In an example from the Laval tool, the US steel produced from Pennsylvania and is used to create the final components to become molds for car parts, then be sent back to the United States for processing for processing. , then completed in Canada, then used to create a car component such as the hood, then sent back to the US to be added to other components in a specific order.
Tariffs for Canada and Mexico can affect about $ 225 billion automatically imported related to automatic, according to AlixPartners consulting firm. A quarter of 16 million cars sold in the US every year from Canada or Mexico.

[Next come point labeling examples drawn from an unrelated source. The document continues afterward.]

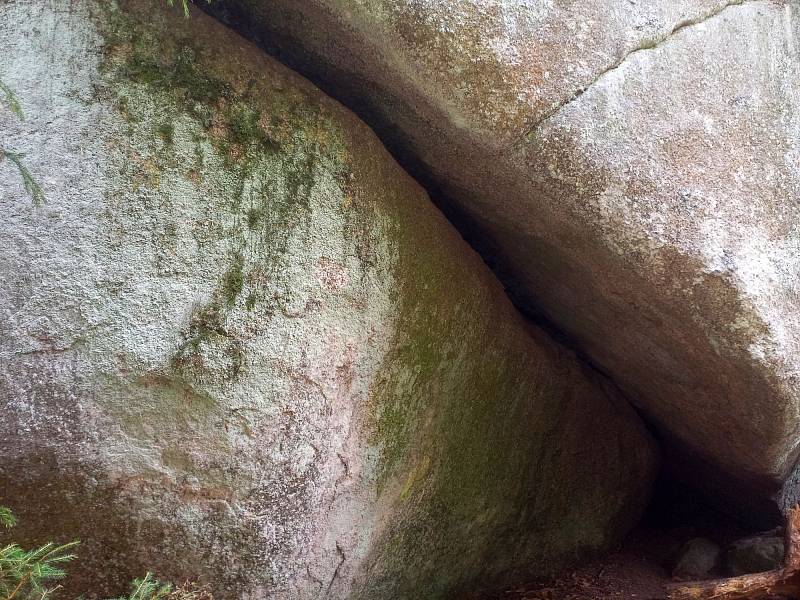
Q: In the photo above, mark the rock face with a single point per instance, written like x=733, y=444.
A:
x=697, y=559
x=632, y=170
x=238, y=343
x=755, y=554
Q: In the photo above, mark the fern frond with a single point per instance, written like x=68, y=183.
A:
x=7, y=518
x=31, y=185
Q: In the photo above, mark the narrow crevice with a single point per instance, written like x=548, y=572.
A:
x=643, y=47
x=348, y=88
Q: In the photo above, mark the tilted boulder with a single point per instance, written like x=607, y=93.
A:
x=238, y=343
x=631, y=168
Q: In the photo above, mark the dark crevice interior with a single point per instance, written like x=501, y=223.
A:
x=676, y=509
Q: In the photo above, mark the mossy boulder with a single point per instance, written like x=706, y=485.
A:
x=629, y=168
x=240, y=345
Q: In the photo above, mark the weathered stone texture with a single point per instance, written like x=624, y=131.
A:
x=631, y=170
x=238, y=343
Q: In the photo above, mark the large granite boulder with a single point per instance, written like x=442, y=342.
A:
x=239, y=344
x=630, y=168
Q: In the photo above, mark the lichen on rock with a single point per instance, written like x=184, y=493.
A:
x=242, y=346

Tariffs can also significantly increase the cost of producing a new car to $ 6,250, according to S&P Global Mobility. Companies will have to determine what costs they can bear and they will transfer to consumers in the form of higher prices.
The suspension of tariffs does not mean the headache of the automotive industry has ended. Analysts say manufacturers are responding to uncertainty around the mission by buying in advance and by moving goods across the border while they still have no tariffs. The companies on the other side of the border are responding to a line of orders by cramming and paying for part -time workers, and fearing that the job now will mean less in the future. .
The bringing those products to the US quickly now because many companies are moving goods at the same time, Paul Isley, an economics professor at Seidman Business University at Grand Valley State University, predictor of conditions. Business in West Michigan, where many car suppliers and car manufacturers are based on. After that, that additional inventory storage is subject to holding costs. In the United States, local companies are also responding by keeping hiring, Isley said.